Terutama masalah grading. “ Itukan emang ade selisih. Grading itu 8-12 % mereka ambik. Arti ya barang itu, TBS e diproses, menjadi hak milik mereka. Petani kan punye hak juak untuk menuntut balik. Dengan catatan kalau emang grading, balikkan buahnye. Ini kan dak, grading- e 8%, buahnye diambik. Mestinya kalau grading, oh ini sekian persen 100 kilo. Dibalikkan, karena ini hak petani, bukan hak perusahaan. Ini diambik dan diproses, ini yang kita permasalakan,” ungkapnya.
‘’ Petani berhak menuntut balik, mane yang 8% tadi. Toh mikak proses, mikak jual. Endak jak dibuang barang itu, jadi duit juak. Malah grading gede, terus grading e diambik, harga murah. Sementara harga minimal untuk bulan inikan itu Rp 1. 720, umur 3 tahun itu,’’ tambahnya, tentang harga TBS sawit mitra.
Selanjutnya ia jelaskan, sawit masyarakat itu termasuk salah satu unsur harga pokok produksi. Unsur harga pokok produksi itu ada 2, yakni kebun sendiri dan kebun masyarakat. Artinya itu, merupakan komponen, yang sawit masyarakat yang katanya Non Mitra. Itu tetap menjadi harga pokok produksi.
‘’Mun dak, keluarkan harge itu, cukup harga pokok perusahaan. Ini yang dak matcing. Padahal harga petani dengan harga kebun itu disatukan, menjadi harga pokok produksi. Jadi banyak rancunya,’’ ujar Eka lagi.
Karena itulah ia meminta, kepada PT Parit Sembada segera evaluasi, untuk harga dan grading. ‘’Harga minimal, kalau umur 3 tahun Rp 1.720. Sebab sulit membedakan antara buah sawit dari mitra dan dari plasma. Buahnya tetap diproses. Kan dalam itu, dak de judul e CPO Plasma atau CPO mitra. Tetap CPO judul e,’’ tukasnya.
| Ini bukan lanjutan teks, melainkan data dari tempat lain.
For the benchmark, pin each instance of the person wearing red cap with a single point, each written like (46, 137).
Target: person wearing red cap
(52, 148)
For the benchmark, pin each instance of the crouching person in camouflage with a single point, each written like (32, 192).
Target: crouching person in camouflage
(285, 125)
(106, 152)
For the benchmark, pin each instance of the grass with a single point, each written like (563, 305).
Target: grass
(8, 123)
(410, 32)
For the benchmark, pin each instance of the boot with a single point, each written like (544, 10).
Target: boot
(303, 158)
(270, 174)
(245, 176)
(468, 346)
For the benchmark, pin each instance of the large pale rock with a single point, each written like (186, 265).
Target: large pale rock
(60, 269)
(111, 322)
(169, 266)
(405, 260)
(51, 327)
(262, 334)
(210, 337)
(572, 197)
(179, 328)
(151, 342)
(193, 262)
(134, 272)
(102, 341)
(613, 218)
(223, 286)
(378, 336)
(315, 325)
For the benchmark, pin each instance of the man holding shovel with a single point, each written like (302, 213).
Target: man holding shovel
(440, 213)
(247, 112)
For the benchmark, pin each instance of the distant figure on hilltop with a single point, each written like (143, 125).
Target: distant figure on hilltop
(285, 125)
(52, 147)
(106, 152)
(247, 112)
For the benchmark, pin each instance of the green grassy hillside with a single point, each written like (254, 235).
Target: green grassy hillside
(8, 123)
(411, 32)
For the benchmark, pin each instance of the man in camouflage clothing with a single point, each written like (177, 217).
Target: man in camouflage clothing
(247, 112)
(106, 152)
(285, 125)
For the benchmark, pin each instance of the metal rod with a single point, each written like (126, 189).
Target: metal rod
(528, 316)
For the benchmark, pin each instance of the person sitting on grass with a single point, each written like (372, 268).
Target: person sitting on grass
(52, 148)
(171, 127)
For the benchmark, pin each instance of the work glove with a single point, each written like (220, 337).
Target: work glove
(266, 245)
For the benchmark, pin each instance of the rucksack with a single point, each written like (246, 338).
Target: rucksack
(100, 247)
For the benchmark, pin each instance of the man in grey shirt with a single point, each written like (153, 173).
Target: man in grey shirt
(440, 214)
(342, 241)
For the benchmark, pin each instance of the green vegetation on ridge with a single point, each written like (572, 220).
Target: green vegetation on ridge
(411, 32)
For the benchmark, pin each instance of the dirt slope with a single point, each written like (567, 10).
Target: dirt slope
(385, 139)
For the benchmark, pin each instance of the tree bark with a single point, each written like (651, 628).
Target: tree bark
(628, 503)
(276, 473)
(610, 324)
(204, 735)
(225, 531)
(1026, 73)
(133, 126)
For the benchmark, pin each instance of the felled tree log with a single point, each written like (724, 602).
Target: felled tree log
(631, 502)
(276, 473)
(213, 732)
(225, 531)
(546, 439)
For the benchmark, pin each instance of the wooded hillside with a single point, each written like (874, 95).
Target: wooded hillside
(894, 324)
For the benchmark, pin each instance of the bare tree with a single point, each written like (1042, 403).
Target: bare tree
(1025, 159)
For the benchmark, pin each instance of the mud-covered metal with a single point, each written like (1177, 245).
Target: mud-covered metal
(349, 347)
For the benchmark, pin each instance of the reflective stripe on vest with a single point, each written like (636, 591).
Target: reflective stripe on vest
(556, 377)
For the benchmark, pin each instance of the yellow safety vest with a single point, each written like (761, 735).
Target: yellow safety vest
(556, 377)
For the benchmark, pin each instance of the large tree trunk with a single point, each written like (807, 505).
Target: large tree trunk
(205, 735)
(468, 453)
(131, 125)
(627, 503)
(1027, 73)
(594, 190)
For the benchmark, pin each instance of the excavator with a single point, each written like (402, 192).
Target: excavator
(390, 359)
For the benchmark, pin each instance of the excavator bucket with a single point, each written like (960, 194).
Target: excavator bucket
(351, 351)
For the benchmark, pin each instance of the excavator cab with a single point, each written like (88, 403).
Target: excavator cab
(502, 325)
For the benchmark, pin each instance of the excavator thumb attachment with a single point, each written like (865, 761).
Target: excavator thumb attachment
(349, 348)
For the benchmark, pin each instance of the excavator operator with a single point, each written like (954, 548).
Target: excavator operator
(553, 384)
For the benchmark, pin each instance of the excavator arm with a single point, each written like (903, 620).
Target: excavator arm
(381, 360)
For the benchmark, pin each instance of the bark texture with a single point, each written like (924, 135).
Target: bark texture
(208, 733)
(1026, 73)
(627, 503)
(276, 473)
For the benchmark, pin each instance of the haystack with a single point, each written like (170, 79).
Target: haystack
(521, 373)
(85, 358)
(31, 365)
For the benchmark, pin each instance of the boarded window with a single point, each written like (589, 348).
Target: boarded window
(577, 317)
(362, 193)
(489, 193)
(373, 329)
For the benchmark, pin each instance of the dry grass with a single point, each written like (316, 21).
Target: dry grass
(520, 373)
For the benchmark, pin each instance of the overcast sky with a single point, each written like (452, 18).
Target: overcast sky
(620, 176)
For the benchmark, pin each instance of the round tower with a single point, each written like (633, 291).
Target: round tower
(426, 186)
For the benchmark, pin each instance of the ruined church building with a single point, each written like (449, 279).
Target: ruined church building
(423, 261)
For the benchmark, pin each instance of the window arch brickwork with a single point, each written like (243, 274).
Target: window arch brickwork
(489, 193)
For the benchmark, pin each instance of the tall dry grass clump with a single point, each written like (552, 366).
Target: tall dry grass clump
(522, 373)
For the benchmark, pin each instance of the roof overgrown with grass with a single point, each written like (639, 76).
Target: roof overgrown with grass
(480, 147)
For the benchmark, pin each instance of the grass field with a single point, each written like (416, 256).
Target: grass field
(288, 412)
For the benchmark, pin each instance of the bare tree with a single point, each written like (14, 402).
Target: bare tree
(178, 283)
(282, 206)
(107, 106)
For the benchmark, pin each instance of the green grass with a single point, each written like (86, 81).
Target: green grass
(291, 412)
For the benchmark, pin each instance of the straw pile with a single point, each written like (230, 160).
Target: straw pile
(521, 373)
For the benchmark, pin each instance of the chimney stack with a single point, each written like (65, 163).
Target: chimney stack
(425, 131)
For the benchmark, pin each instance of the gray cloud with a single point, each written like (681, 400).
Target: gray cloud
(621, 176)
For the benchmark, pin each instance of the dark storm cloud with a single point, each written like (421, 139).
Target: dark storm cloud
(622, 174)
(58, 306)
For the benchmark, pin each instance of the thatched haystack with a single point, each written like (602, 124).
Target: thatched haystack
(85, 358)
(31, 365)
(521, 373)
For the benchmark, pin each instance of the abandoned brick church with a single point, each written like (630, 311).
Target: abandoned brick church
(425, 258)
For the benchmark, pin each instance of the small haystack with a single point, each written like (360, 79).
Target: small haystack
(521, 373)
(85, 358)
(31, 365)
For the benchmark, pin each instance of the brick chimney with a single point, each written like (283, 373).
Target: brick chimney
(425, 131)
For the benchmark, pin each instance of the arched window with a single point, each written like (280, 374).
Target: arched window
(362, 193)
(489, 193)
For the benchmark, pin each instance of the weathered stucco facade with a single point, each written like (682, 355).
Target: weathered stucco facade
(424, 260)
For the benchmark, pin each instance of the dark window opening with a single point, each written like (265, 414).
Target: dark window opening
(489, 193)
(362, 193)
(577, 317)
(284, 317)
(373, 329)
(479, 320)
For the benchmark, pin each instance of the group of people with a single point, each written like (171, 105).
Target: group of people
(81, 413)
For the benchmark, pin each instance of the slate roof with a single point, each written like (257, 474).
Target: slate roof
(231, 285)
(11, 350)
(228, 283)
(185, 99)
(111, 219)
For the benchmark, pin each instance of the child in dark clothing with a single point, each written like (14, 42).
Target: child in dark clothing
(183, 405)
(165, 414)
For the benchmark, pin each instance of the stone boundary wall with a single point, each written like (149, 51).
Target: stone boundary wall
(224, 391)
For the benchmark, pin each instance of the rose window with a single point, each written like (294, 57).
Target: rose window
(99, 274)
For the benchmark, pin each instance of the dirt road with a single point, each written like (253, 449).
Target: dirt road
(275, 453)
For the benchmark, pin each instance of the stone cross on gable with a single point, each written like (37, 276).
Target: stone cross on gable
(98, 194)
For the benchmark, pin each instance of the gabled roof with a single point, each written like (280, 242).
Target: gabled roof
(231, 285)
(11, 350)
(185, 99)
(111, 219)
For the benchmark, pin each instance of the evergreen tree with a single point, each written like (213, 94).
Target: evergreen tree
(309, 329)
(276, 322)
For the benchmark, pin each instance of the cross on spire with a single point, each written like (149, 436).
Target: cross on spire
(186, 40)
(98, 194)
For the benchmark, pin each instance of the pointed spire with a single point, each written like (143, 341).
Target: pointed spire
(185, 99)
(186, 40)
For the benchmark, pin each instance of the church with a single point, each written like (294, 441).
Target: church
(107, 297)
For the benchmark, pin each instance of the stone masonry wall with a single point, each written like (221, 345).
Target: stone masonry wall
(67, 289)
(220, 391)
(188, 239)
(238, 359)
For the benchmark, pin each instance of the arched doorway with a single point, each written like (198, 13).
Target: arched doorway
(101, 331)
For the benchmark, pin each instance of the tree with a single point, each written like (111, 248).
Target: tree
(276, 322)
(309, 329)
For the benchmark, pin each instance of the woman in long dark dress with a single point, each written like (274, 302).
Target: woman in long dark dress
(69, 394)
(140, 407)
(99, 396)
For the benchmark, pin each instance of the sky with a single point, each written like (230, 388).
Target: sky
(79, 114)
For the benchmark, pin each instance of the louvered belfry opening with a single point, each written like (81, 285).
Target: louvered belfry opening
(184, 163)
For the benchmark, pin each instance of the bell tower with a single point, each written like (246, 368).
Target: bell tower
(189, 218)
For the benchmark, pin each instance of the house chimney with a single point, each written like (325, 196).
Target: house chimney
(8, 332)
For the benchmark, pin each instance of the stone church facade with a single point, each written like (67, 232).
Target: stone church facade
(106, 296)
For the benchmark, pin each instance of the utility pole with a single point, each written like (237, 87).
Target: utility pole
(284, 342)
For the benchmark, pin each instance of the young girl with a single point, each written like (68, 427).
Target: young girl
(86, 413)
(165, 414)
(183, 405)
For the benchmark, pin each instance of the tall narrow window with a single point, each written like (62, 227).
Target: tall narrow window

Kemudian terkait aturan yang tidak mengembalikan grading itu dari mana? ‘’ Itu aturan merekalah, termasuk jumlah grading tadi. Itu aturan perusahaan,’’ jelasnya. Berarti tidak ada keterbukaan, tanya BB lagi. “ Makanya, kita minta Dinas Pertanian Kabupaten maupun Provinsi untuk mengawasi proses grading. Benar ke prosedurnya. Bayangkan kalau sehari 10 ton, kali Rp 1000 berape duit e. Mestinya itu hak petani,’’ bebernya.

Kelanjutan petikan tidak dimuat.